Patients and carers must have as much choice and control over their illnesses as they – and a fair system – can manage. Anyone must feel free to speak up and challenge, knowing their concerns will be acted on. Pure knowledge, like pure water, must be available to all who need it. Communities must promote health and meaningful work for all, and we should all be taught the skills of resilience from a young age. The healthy must accept responsibility for trying to remain so, and society must support them. Artificial divisions must melt away (self-care, healthcare and social care are all care). And all of this care must be prudent, and mindful of the cost for the planet and the payer. The minimum necessary intervention is usually the kindest and the least obstructive. We have but one wild and precious life, and we want healthcare to improve us, not imprison us. Release the joy of your inner CLANGERS.

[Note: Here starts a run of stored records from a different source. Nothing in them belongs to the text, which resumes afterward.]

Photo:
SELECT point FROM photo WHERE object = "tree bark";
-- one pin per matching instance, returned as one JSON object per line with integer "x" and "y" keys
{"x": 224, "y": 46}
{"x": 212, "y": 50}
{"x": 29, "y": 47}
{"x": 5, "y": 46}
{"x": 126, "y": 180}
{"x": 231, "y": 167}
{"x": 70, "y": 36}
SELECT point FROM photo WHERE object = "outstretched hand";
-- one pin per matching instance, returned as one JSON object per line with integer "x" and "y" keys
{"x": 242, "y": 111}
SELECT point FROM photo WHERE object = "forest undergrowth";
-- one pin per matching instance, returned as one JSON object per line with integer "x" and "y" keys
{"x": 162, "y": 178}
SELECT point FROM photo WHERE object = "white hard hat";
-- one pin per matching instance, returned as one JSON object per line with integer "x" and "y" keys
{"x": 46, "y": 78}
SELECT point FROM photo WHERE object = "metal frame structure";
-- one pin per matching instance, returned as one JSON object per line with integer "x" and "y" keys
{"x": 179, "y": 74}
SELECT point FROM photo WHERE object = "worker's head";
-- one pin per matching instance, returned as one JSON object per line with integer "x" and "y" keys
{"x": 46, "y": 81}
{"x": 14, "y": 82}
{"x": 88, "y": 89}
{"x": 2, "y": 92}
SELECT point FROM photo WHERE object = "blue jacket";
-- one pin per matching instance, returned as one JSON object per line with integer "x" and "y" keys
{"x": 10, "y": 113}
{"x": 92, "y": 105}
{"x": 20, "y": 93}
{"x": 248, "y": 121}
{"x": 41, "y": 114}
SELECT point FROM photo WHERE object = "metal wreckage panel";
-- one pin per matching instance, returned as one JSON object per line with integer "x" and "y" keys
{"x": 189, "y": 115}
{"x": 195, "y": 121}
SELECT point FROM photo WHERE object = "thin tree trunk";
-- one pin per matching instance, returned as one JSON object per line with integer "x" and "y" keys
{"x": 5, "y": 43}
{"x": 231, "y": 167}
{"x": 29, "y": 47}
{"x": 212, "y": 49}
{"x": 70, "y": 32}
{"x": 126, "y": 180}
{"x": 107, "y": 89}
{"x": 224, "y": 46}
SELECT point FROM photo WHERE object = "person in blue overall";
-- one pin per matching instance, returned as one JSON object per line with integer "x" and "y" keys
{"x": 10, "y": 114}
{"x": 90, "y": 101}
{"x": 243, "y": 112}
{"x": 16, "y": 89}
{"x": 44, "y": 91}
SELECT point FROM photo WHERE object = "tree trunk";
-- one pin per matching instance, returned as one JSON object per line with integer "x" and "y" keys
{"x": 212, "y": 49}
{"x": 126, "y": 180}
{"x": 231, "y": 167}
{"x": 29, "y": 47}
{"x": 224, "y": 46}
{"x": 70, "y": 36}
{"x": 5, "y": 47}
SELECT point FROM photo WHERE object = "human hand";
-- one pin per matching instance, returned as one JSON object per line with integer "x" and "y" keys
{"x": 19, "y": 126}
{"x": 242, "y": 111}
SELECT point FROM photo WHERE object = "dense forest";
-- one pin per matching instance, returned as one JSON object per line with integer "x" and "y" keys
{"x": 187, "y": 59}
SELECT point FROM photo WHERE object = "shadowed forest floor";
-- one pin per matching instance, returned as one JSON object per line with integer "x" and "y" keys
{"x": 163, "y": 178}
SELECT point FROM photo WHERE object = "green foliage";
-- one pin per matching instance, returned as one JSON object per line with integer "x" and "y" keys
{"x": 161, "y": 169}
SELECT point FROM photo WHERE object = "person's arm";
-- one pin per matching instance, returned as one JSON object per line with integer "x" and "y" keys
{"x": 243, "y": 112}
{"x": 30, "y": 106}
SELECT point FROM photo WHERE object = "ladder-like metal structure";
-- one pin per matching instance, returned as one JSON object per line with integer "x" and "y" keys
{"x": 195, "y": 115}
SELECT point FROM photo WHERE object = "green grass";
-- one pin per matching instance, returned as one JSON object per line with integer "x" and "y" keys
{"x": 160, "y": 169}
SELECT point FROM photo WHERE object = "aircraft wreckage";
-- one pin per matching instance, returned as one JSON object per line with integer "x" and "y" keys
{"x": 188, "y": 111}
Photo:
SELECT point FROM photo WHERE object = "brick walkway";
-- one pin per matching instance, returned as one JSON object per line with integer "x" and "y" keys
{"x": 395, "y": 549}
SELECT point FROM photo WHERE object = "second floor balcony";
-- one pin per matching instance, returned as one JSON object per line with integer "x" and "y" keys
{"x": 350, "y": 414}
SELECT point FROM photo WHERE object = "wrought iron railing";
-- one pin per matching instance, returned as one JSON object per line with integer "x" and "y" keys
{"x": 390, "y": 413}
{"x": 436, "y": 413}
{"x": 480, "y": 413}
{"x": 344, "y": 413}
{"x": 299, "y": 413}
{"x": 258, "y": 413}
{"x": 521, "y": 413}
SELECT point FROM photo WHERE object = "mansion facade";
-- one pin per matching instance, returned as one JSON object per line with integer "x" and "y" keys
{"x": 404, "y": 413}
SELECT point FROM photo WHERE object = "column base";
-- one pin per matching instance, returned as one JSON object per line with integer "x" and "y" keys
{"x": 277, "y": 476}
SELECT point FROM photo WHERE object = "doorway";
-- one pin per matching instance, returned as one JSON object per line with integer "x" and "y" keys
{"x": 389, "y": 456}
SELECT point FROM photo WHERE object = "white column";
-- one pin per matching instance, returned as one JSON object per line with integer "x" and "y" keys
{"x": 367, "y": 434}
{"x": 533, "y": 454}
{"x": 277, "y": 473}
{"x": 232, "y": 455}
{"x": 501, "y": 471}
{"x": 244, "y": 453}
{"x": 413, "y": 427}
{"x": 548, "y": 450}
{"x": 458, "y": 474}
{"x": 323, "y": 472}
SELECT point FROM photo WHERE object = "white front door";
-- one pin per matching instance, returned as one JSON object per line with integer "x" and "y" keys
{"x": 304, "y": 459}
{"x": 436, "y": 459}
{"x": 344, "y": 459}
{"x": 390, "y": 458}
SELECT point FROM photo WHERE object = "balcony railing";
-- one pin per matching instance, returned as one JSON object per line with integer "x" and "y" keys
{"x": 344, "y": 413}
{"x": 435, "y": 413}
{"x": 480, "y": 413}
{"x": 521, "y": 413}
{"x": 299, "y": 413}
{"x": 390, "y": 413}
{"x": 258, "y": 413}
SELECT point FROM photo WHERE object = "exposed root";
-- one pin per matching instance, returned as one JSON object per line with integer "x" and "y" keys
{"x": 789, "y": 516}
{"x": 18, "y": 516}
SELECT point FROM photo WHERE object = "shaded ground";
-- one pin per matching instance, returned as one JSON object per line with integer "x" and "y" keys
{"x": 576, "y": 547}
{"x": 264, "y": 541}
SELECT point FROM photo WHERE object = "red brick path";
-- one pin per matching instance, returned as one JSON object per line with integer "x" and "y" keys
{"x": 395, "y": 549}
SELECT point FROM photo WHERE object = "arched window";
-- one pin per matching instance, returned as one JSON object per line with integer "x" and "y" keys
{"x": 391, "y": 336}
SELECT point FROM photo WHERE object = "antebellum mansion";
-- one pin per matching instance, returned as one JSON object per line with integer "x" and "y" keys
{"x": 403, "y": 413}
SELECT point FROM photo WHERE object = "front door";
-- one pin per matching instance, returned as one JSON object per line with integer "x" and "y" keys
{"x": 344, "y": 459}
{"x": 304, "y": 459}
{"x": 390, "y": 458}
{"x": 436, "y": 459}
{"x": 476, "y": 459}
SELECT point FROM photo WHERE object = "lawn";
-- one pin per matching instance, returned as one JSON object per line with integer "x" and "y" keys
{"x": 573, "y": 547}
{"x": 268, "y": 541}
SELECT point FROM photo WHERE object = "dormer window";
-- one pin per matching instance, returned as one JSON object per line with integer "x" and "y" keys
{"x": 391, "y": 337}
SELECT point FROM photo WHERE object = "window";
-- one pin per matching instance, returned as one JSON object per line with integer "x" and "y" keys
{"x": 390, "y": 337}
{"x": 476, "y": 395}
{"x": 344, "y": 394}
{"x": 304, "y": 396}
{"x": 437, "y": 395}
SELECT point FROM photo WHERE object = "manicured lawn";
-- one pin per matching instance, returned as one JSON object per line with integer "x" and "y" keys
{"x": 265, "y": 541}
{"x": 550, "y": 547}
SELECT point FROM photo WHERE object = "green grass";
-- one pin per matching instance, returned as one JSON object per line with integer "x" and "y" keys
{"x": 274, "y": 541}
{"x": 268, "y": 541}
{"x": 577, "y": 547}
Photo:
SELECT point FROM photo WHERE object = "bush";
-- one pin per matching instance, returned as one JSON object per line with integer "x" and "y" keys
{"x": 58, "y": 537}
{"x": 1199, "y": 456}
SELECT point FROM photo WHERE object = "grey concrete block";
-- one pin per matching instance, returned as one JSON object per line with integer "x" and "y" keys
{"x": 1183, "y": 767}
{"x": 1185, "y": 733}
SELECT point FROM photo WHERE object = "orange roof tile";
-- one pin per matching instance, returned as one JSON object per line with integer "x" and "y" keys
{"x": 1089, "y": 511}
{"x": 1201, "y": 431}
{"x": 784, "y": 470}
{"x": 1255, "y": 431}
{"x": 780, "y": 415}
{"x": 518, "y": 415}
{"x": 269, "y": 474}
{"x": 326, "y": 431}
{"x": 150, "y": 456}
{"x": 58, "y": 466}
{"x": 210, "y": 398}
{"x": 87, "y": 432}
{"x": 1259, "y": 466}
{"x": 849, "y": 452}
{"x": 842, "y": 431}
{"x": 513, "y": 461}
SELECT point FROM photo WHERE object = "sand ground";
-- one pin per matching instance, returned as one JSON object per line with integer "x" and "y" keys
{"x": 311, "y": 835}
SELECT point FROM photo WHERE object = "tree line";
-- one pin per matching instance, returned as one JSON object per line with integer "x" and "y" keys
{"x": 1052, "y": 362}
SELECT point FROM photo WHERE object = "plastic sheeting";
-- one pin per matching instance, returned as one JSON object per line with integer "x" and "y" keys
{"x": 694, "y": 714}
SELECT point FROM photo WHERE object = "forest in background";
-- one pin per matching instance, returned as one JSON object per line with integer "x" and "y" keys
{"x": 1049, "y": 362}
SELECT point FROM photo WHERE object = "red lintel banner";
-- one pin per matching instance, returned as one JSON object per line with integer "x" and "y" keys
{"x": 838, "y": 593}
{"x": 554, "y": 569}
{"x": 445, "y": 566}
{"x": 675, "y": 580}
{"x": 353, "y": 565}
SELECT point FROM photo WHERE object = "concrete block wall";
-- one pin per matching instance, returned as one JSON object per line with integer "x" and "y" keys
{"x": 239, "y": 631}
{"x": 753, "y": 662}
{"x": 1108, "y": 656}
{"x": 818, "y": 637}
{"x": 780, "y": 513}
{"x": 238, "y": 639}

Above all, we need Collaboration to solve the complex problems facing us. It was defined brilliantly by Margaret Heffernan in her book ‘A Bigger Prize

‘Innovative organizations thrive not because they breed superstars but because they cherish, nurture and support the vast range of talents, personalities and skills that true creativity requires. Collaboration is a habit of mind, solidified by routine and prepared on openness, generosity, rigour and patience. It requires precise and fearless communication, without status, awe or intimidation. Everyone must bring their best. And failure is part of the deal, an inevitable part of the process to be greeted with support, encouragement and faith. The safest hospitals are those where it’s easiest to acknowledge an error. The biggest prizes grow as they are shared.’

I believe politics would lead to much more progress if we adopted this constructive, collaborative scientific approach to all the great challenges of our time – Brexit, improving public health, reducing poverty, funding public services and pensions, caring for an older population, Global warming etc. I also believe we need experts rather than politicians overseeing their fields of expertise (education, pensions, health etc). The issues facing us are far too complex for politicians with little or no experience and damaging tribal loyalties to flit in and out of every few months. Time to put some grown-ups in charge.